Genesis 12: 1, "The Lord said to Abram, 'Leave your country and your people and your father's household and go to the land I will show you. I'll make you into a great nation. I'll bless you. I'll make your name great. You'll be a blessing. I'll bless those who bless you and curse whoever curses you, and all peoples on earth will be blessed through you.'" Wow. Most of us just pray for a good parking place on the square. God said, "I'll bless everybody that blesses you, and anybody curses you, I'll curse them. I'll make your name great, and all the people in the earth will be blessed through you".

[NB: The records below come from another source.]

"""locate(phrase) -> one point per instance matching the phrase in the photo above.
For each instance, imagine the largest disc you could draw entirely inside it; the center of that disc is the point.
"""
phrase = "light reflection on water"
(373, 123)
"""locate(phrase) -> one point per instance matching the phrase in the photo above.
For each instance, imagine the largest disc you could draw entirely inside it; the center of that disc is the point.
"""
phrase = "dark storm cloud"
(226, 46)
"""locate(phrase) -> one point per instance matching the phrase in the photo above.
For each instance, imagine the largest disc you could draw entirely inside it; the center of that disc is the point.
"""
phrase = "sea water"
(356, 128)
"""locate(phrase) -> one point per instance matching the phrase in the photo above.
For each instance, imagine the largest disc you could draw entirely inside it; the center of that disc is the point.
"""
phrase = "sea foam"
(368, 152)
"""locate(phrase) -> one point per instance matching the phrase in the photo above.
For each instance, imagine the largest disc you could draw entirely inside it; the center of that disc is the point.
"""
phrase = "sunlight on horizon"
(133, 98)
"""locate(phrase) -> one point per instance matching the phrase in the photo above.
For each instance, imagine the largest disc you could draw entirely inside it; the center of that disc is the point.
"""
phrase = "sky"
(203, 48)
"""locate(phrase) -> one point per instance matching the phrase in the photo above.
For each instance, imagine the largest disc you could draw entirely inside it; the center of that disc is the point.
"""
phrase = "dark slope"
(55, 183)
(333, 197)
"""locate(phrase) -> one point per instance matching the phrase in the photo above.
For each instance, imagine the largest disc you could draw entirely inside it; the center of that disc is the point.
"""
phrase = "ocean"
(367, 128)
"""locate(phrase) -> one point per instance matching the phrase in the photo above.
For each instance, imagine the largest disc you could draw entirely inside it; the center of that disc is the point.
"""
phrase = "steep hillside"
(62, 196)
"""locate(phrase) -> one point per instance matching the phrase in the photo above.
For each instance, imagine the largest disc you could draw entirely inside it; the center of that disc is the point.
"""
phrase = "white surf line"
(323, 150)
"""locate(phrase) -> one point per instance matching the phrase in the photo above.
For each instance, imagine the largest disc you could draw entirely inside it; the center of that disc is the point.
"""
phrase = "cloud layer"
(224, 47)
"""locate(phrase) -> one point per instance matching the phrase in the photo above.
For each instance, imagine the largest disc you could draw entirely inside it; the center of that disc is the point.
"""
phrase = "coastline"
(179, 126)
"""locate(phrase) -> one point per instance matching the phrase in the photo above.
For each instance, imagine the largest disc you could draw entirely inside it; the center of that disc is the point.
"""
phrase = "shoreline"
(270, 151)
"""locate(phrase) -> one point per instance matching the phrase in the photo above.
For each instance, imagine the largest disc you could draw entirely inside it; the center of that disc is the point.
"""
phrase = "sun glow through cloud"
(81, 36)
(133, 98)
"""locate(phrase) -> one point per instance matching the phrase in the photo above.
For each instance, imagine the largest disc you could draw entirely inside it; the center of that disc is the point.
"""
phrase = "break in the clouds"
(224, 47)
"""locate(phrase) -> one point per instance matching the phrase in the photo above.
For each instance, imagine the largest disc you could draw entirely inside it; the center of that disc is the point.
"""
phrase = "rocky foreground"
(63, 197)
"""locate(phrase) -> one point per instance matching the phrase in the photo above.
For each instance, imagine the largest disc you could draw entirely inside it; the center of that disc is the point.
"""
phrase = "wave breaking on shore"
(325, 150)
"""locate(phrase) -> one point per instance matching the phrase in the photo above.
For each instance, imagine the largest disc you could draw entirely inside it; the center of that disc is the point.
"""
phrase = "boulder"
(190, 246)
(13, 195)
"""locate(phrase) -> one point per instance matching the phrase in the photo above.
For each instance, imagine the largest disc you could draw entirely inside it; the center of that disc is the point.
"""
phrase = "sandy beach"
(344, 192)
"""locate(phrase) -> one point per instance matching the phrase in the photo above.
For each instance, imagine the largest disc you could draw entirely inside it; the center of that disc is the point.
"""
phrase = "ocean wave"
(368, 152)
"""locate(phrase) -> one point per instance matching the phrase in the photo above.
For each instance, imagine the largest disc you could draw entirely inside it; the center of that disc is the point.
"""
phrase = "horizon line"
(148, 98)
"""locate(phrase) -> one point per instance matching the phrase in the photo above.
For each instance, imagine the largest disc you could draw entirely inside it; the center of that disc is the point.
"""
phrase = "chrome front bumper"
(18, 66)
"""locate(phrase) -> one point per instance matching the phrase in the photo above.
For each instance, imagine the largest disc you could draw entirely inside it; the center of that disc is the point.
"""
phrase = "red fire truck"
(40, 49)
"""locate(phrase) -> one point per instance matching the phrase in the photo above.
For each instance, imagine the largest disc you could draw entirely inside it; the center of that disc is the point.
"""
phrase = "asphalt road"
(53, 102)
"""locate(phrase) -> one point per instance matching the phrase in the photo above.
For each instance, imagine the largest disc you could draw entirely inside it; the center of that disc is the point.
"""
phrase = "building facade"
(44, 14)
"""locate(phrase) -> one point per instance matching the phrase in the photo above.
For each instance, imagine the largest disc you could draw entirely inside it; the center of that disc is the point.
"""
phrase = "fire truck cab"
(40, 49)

If God made that promise to one of us, we would hurt ourselves puffing out our chest. That's a revelation. Though the language is incomplete, it's inadequate. And we'll see that in a moment. Says, "So Abram left as the Lord had told him to". He just packed up. He got that message, and he loaded the U-Haul. And his wife said, "Where are we going"? He said, "I don't know". Don't you know that conversation went well? "Honey, we're moving". "No. We've always lived here". "Yeah, I know. We're going". "Where are we going"? "Not telling you". "You never tell me anything. You always keep it to yourself". "Okay, I'll tell you. I don't know". "That doesn't make me feel better". I mean, there's just no way to craft that discussion that really goes well, but I can tell you Abram was never the same. And you and I will never be the same after God touches our lives with his vision, once you're awakened to the fact that there is a God.
Before we go I want to pray that God will give you a revelation, a vision of who Jesus is that will change your future. Let's pray:
Father, I thank you for your Word and the value it has in us, but I ask that by your Spirit you would open our hearts to understand you and your kingdom as never before in Jesus's name. Amen.